36

40 7 8
                                    

Lakuna langsung menoleh tapi tidak dengan Panacea yang masih menangis. Di depan pintu, seorang laki - laki yang tak lain adalah Riski, menatap mereka berdua dengan tatapan mengejek. Bibir laki - laki itu tersenyum miring.

Di dalam hati, Lakuna mengumpat.

Riski terkekeh. "Baru pertama kali gue liat cowok nangis, anjir!" ucapnya.

Kedua tangan Lakuna mengepal kuat. Perkataan dari Adiknya adalah sebuah ejekan. Diliriknya Panacea yang kini terisak. Sekali lagi, Lakuna mengumpat.

"Kenapa kamu ada di sini? Ibu dan Bapak, kemana?"

Senyuman Riski semakin lebar mendengar pertanyaan dari Kakaknya.

"Kamu? Tumben." Kening Riski berkerut dengan mata melebar seolah kaget. "Biasanya lo - gue. Lagi pencitraan, ya?"

Lakuna dengan sekuat tenaga menahan diri untuk tidak berkata kasar. Bukan tanpa alasan, dia tak mungkin membeberkan kehidupan aslinya di depan Panacea yang mana diketahui adalah orang asing.

Tersenyum paksa perempuan itu ke Riski. "Mending kamu masuk, aja.

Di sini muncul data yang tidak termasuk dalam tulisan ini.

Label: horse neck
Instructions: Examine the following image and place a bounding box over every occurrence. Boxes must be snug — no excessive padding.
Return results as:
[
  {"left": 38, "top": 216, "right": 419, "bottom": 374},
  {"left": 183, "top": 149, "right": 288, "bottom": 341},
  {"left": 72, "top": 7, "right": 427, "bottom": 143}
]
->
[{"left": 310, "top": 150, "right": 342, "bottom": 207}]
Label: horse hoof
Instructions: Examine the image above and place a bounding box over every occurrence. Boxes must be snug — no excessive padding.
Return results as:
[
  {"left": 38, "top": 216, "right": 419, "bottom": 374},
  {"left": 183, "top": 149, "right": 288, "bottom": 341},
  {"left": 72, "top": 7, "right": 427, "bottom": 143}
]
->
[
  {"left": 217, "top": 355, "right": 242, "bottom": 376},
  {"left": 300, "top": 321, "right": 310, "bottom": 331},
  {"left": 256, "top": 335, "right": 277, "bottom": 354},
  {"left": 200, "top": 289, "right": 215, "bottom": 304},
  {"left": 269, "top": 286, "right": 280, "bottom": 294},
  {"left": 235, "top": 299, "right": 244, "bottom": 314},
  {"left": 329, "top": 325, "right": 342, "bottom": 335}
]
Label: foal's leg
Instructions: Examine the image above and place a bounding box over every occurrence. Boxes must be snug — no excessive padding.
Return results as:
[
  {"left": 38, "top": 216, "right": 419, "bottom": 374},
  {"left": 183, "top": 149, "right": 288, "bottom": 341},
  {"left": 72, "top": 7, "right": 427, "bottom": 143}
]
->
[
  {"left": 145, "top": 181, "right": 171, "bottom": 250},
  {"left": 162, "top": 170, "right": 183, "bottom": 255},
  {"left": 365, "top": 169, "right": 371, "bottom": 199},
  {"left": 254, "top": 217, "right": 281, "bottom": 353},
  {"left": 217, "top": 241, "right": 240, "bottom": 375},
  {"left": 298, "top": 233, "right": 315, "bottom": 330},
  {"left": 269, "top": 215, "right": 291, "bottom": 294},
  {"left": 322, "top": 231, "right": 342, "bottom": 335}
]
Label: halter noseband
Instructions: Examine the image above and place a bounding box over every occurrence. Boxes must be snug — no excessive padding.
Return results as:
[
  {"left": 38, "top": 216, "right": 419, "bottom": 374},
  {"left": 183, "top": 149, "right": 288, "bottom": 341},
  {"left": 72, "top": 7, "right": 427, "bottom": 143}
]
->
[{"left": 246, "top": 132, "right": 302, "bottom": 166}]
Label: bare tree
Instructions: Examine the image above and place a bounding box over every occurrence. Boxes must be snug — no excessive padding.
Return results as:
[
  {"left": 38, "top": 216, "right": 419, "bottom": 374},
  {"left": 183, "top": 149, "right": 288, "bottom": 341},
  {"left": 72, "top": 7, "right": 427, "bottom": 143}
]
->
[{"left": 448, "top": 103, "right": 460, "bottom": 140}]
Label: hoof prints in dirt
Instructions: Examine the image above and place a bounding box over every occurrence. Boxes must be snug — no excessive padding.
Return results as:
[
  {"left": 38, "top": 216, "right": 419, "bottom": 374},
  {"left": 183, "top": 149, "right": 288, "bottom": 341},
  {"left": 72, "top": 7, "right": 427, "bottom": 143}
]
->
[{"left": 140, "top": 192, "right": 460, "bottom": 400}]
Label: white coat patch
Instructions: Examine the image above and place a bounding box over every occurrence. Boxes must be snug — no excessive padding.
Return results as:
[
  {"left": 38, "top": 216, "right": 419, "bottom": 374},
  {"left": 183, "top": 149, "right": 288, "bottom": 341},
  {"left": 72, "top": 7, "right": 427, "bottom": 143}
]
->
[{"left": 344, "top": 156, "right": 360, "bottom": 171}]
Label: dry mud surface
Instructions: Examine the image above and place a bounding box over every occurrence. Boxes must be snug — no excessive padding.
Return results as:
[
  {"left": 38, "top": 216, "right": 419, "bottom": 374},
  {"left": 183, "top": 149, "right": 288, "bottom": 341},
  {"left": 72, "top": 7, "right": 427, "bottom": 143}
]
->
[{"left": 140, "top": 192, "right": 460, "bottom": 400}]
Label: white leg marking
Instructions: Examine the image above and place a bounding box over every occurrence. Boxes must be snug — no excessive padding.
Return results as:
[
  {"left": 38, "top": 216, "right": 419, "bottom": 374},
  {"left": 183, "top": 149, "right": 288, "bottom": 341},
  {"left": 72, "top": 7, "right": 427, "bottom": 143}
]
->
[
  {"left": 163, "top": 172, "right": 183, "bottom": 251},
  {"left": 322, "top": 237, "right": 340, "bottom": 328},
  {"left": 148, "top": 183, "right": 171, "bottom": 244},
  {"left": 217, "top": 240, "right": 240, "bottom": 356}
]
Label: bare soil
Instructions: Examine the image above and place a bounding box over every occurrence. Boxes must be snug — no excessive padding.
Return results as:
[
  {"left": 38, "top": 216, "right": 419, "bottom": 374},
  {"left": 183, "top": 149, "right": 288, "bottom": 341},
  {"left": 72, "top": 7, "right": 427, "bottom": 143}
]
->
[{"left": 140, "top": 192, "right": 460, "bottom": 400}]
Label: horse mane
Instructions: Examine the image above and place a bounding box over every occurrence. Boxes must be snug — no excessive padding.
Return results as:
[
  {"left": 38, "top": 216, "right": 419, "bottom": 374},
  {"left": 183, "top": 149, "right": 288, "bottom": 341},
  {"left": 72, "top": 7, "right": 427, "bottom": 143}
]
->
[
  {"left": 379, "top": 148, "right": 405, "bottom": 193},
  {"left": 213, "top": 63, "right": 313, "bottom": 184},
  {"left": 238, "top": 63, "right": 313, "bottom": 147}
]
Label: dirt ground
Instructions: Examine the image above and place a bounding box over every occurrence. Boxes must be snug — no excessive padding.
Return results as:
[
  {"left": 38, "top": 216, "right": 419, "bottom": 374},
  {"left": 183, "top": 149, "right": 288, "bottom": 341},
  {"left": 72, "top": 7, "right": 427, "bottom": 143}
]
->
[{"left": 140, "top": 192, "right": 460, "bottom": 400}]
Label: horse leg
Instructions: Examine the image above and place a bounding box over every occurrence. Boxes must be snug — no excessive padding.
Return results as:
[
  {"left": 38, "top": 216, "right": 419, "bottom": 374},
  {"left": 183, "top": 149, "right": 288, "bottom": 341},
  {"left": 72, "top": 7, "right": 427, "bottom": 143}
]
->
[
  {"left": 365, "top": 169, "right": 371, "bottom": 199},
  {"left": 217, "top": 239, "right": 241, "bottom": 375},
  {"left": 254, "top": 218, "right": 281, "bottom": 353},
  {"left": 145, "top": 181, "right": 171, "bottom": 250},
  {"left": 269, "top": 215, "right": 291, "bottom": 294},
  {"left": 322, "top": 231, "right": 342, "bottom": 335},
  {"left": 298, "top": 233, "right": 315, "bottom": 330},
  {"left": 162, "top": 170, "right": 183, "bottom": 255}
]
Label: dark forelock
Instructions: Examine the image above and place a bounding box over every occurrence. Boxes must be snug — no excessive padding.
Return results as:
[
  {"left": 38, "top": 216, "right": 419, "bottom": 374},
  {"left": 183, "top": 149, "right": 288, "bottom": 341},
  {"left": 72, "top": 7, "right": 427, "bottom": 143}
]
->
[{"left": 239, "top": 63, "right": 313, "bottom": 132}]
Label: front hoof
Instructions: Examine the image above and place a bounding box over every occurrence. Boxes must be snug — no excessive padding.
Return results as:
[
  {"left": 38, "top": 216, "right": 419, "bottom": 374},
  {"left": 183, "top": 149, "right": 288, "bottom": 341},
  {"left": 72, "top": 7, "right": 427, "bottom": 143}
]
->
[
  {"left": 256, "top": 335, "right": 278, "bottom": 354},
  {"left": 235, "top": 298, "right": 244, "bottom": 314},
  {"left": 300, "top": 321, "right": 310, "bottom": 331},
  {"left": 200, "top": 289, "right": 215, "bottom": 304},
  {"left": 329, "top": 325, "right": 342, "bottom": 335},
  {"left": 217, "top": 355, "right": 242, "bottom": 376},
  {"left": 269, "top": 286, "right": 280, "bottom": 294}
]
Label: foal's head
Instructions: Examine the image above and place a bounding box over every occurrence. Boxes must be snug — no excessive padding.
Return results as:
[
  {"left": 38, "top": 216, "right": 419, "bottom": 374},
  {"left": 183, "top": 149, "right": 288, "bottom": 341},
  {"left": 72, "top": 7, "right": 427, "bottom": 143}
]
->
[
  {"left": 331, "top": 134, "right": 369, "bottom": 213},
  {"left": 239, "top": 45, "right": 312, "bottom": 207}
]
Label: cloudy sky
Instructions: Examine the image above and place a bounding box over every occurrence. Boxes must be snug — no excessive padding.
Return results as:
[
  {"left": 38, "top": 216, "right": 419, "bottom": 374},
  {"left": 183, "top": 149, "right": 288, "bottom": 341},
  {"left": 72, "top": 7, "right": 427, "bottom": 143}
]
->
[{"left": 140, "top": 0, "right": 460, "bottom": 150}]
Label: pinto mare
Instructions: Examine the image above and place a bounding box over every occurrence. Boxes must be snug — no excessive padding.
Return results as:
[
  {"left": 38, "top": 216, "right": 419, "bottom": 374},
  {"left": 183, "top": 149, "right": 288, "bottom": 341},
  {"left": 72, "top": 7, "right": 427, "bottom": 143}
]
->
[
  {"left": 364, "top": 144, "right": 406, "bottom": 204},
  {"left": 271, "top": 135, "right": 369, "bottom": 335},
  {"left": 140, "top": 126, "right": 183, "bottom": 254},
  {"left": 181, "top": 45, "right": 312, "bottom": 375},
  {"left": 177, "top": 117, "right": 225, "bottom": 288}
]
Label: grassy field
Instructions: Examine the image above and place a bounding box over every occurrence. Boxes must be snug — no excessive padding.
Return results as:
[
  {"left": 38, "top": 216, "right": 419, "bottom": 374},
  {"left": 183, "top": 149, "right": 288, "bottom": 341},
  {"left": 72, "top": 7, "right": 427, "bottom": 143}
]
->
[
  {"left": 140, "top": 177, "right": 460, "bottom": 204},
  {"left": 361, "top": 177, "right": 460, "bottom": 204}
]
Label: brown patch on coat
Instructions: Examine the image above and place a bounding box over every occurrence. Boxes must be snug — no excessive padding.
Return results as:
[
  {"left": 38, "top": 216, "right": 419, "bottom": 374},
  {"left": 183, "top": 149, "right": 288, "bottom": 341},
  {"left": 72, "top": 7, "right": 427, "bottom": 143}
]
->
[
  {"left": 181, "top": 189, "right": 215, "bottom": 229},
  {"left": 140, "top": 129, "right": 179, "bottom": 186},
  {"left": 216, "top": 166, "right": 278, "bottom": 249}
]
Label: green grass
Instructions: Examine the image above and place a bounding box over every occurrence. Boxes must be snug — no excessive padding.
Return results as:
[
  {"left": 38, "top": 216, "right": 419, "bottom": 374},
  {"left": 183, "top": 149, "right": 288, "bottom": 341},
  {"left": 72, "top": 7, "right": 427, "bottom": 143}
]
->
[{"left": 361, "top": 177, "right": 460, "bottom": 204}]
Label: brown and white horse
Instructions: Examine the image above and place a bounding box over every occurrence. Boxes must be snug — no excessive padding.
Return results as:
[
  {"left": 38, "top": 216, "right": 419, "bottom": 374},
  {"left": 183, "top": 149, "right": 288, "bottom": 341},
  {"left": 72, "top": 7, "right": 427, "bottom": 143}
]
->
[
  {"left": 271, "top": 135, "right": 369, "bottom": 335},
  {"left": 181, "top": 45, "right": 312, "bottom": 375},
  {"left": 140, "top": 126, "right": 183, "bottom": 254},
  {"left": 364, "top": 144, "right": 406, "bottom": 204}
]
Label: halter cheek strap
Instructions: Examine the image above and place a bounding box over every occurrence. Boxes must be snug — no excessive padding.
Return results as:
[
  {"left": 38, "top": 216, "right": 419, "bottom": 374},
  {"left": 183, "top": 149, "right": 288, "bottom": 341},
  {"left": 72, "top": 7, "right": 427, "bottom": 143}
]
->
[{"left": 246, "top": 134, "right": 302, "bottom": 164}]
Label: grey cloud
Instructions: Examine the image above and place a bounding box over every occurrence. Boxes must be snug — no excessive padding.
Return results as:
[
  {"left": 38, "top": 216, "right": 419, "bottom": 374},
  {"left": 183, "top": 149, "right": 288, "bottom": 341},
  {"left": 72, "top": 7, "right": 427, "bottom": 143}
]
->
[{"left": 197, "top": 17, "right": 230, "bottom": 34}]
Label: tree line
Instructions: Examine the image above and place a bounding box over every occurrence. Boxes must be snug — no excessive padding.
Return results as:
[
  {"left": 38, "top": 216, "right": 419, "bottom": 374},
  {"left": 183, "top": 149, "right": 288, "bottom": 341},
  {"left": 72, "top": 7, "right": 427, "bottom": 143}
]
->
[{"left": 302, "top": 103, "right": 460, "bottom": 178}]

Apa gak kedinginan?"

Riski akhirnya tertawa. Tawanya begitu keras hingga menarik atensi dari Panacea.

"Mending lo gak usah pencitraan, deh. Gak usah berlagak seolah - olah kita berdua akrab. Kalau lo lakuin itu cuma karena ada tuh cowok lemah, gue cuma mau bilang, lo najis, sumpah!"

"Brengsek!" Lakuna membentak. Dia sudah tak tahan dengan tingkah Riski yang semakin lama semakin kurang ajar dan tak tahu tempat. Selanjutnya, perempuan itu membalikkan badan menatap Riski dengan tatapan tajam dan benci.

Tawa Riski sudah berhenti. Sekarang, laki - laki itu tersenyum miring, lagi.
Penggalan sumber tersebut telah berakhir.